Anyone who remembers the Falcon offense from the end of last season, will remember the great energy that surrounded it.  That energy came from the very aggressive, explosive running game.  As good as Ryan and Jones are – and they are both plenty good – the key to the Atlanta offense is their running game.  When it misfires, the whole Falcon offense looks out of sync.  That was the story of the first half.

Even though Atlanta finished the game scoring just 7 points in a 23-7 loss (gamebook), the second half proved much, much better – and it began with the running game.

After their initial first down of the third quarter, the Falcons ran on four consecutive plays for 34 yards.  Atlanta pushed on for 90 rushing yards in the second half – 56 by Devonta Freeman – and the passing game responded with Ryan hitting 14 of his last 17 passes.  Even though only 7 points came from them, all three of Atlanta’s second half drives lasted at least 10 plays, all gained at least 55 yards, and all ended in the red zone.  They missed a 36-yard field goal when Matt Bryant hit the left upright.  Another drive fizzled when the Falcons failed on fourth-and-goal from the one – so things could have been much better.  Now 3-3, the Falcons trail 4-2 New Orleans by one game in their division. They are still very much in the discussion.

Coming Together in New England

As for the Patriots, they are now suddenly 5-2 and a half-game ahead of Buffalo in their division.  Their victory depended on two significant achievements.
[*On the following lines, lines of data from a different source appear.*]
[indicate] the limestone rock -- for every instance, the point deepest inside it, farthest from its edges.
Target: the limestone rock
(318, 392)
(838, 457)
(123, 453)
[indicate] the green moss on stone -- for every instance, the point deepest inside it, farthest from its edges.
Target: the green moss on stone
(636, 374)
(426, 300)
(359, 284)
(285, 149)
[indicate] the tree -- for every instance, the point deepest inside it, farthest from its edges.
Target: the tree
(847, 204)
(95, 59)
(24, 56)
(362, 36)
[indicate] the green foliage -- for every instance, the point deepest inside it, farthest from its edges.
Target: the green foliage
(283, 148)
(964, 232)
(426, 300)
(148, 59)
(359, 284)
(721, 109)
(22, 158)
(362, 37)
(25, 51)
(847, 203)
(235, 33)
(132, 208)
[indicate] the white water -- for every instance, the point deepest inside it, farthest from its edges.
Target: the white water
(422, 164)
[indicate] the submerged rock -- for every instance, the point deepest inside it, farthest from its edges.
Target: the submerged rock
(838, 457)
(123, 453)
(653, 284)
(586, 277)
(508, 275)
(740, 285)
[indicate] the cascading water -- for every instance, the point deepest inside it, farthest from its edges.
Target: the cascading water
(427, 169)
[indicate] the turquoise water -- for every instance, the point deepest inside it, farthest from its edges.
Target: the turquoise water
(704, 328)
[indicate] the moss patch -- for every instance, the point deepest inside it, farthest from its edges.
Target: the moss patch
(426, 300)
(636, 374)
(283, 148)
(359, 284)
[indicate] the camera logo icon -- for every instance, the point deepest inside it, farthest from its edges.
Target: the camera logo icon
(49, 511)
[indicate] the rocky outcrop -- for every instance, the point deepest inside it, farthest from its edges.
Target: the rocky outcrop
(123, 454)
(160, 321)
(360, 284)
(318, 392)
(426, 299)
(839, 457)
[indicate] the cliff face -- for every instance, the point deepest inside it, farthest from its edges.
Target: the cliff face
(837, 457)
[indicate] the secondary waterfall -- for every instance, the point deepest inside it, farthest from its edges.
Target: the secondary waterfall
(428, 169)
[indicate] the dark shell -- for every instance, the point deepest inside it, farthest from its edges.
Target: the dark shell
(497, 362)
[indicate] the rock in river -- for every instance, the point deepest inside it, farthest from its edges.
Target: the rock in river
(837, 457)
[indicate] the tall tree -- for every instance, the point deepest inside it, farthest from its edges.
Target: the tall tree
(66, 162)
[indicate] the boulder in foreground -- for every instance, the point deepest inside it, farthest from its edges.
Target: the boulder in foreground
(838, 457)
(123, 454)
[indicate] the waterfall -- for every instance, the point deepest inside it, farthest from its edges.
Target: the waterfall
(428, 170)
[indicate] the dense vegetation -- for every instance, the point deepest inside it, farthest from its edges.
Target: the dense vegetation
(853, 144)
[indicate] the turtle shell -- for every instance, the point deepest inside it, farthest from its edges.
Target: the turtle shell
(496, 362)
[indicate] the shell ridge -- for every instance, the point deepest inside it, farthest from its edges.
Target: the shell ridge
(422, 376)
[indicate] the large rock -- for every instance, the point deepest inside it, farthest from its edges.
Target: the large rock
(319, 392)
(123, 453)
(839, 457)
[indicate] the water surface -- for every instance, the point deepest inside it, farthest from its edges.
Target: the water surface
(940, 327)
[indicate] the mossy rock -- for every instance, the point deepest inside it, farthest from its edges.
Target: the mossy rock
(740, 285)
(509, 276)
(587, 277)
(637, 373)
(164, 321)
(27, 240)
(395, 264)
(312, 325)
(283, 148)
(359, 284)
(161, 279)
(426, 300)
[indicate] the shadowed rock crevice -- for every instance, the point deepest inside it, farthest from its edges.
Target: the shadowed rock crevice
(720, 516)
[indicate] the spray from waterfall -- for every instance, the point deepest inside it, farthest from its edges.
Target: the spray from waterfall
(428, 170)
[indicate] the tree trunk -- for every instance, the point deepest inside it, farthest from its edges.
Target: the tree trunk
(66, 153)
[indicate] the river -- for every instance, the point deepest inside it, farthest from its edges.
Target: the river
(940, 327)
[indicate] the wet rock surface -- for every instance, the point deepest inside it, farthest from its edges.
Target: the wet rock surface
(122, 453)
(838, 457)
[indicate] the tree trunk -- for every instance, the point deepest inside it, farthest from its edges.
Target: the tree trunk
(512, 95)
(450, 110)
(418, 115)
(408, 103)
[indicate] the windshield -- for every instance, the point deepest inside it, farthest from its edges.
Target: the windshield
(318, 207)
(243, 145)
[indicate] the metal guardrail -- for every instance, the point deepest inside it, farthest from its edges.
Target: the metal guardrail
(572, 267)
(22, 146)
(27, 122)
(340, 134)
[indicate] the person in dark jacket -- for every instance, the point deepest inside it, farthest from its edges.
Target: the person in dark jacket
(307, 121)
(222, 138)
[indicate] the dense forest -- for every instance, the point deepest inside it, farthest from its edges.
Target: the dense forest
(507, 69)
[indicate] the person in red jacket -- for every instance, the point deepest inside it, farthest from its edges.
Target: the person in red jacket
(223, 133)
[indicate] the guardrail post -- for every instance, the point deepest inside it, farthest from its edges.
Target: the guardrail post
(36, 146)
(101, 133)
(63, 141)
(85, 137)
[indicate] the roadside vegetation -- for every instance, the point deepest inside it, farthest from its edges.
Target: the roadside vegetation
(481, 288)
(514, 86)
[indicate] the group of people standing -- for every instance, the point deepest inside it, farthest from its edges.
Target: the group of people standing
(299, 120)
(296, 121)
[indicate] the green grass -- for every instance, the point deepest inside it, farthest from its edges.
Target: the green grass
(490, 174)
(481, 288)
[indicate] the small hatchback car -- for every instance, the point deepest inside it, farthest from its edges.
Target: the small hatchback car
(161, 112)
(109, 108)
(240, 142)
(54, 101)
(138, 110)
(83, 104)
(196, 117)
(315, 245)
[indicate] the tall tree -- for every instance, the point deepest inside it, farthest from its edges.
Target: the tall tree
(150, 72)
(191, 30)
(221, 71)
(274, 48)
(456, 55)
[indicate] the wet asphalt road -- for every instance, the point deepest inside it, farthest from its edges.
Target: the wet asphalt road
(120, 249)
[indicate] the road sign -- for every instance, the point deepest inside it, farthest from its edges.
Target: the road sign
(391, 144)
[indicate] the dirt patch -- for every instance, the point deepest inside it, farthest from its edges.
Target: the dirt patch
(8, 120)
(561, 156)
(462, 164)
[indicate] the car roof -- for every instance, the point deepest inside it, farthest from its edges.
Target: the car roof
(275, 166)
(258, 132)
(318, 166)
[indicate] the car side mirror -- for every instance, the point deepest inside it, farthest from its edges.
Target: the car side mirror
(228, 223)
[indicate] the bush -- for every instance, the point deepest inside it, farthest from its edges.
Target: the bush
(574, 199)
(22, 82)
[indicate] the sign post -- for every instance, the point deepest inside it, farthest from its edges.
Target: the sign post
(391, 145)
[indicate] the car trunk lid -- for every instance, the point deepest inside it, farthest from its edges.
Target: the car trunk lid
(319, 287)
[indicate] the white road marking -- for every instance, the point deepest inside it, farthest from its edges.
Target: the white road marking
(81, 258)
First, the new-look defense was surprisingly successful in eliminating the big play from the Atlanta offense.  Even in the second half the Falcons managed only two plays of more than 20 yards – and they were just barely over 20 yards.  One of Freeman’s runs gained 21 yards in the third, and one of Ryan’s fourth-quarter completions went for 22 yards to Justin Hardy.  Ryan’s 14 second half completions totaled just 123 yards.  Jones finished the game with 9 catches, but none of them for more than 16 yards.

The other important thing they did was run the ball.  Thirty six times they probed the Falcon run defense, racking up 162 rushing yards.  This is becoming a growing concern for the Falcons.  After holding the Packers to just 59 rushing yards in Week Two, their rushing yards allowed has risen every game since.

New England finished with 34 minutes and 5 seconds of ball control.  For all of their early season vulnerability, the Patriots seem to have figured some things out.

And the Fog

What ended up being a very well-played, informative game was played against the strange backdrop of an intense fog that rolled in from the bay.  It was thick enough to make punts and arching passes something of an adventure.  The players were mostly unaffected, but the fog took its toll on the spectators.  TV audiences – thanks to the crawling spidercams – were treated to what was undoubtedly the first broadcast in NFL history that showed almost the entire game from the quarterback’s perspective.

An interesting view for anyone who ever wanted to read coverage.